The IDL community exists to support you and your subjects. Therefore, go to “Friends of IDL,” on Facebook and post your problems, questions, and findings. Educate us. Help us to learn from your experience. What can we do to make the process clearer, simpler, and more fun?

Secondly, know that what you are doing is important. The more that you find and follow your inner compass the more you wake up. The world needs you to be as awake as possible! The more awake you are, the more effective you will be at deep listening to yourself and others: the more you will get out of your own way and be able to show others how to find and follow their own inner compass. This is how revolutions start. This is how you change the world, from the inside out, starting with yourself, then your immediate culture – your friends and family. That is indeed the acid test. If you are successful at helping those who know you and who take you for granted, you can help anybody! So before you go off saving the world, get yourself and your family out of drama. Teach your immediate cultural support system how to wake up out of self-created misery.

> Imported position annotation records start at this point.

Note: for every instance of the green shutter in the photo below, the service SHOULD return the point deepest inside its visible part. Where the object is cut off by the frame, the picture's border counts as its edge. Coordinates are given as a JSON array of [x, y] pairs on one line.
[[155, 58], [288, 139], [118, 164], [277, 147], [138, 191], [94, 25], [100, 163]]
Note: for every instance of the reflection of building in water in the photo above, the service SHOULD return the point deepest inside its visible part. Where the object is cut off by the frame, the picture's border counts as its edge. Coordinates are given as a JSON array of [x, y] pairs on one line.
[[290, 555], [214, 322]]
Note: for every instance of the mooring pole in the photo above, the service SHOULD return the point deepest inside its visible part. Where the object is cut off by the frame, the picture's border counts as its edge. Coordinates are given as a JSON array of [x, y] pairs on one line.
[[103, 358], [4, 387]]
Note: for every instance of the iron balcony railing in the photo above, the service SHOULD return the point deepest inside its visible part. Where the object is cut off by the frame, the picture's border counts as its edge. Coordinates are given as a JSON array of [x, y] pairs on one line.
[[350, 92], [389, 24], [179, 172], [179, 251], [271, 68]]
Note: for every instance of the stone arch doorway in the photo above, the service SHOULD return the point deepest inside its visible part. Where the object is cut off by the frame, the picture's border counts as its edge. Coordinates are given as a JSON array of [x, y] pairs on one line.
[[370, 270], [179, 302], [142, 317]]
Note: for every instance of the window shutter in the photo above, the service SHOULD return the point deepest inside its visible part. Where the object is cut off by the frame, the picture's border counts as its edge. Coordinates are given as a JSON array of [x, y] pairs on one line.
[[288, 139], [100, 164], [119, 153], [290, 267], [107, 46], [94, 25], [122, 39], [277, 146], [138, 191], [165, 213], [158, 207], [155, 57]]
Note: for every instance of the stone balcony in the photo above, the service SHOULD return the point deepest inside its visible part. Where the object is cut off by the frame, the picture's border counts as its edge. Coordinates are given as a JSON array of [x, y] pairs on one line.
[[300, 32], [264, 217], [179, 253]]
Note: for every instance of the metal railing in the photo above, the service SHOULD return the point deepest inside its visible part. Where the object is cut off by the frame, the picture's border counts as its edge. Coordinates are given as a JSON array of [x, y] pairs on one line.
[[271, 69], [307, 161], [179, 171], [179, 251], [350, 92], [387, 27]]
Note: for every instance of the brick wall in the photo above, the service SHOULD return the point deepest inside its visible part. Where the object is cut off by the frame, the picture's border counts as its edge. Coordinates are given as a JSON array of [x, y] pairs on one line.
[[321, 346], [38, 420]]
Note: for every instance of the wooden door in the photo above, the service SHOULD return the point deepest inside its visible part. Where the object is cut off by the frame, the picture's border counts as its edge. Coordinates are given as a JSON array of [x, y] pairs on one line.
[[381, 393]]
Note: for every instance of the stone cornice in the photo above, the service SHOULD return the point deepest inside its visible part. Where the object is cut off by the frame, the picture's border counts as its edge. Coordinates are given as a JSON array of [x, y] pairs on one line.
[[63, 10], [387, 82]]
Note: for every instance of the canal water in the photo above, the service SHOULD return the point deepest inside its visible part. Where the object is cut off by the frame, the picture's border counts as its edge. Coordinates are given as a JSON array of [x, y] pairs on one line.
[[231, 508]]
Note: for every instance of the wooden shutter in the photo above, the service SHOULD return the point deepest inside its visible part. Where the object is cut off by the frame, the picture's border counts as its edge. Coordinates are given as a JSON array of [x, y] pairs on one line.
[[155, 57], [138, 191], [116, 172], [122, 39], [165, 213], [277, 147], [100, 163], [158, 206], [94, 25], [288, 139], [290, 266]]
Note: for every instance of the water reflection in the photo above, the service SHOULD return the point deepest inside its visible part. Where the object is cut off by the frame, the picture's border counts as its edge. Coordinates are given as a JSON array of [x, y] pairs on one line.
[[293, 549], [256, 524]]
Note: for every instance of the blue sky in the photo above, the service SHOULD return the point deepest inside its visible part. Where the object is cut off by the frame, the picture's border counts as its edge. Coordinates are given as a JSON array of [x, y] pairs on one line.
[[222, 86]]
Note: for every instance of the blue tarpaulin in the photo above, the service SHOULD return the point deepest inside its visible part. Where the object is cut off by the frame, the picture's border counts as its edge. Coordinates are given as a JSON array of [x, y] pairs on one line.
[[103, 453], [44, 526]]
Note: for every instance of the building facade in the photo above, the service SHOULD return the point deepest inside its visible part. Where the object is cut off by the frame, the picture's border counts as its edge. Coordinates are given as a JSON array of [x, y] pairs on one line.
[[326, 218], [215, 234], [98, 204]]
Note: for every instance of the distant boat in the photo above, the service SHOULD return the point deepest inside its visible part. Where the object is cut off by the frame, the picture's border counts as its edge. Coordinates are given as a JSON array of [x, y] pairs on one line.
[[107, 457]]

Then you will have a secure, strong base to expand your outreach. Focus on children and their parents. This is because children have the fewest resistances to IDL and because the earlier anyone finds and follows their inner compass the more it will shape the trajectory of their entire life.  Parents are normally the most committed sources of support that a child has; if you teach a parent how and why IDL will help their child, you change the family culture in which that child grows; you have made a huge and lasting improvement to the life of that child and the entire family.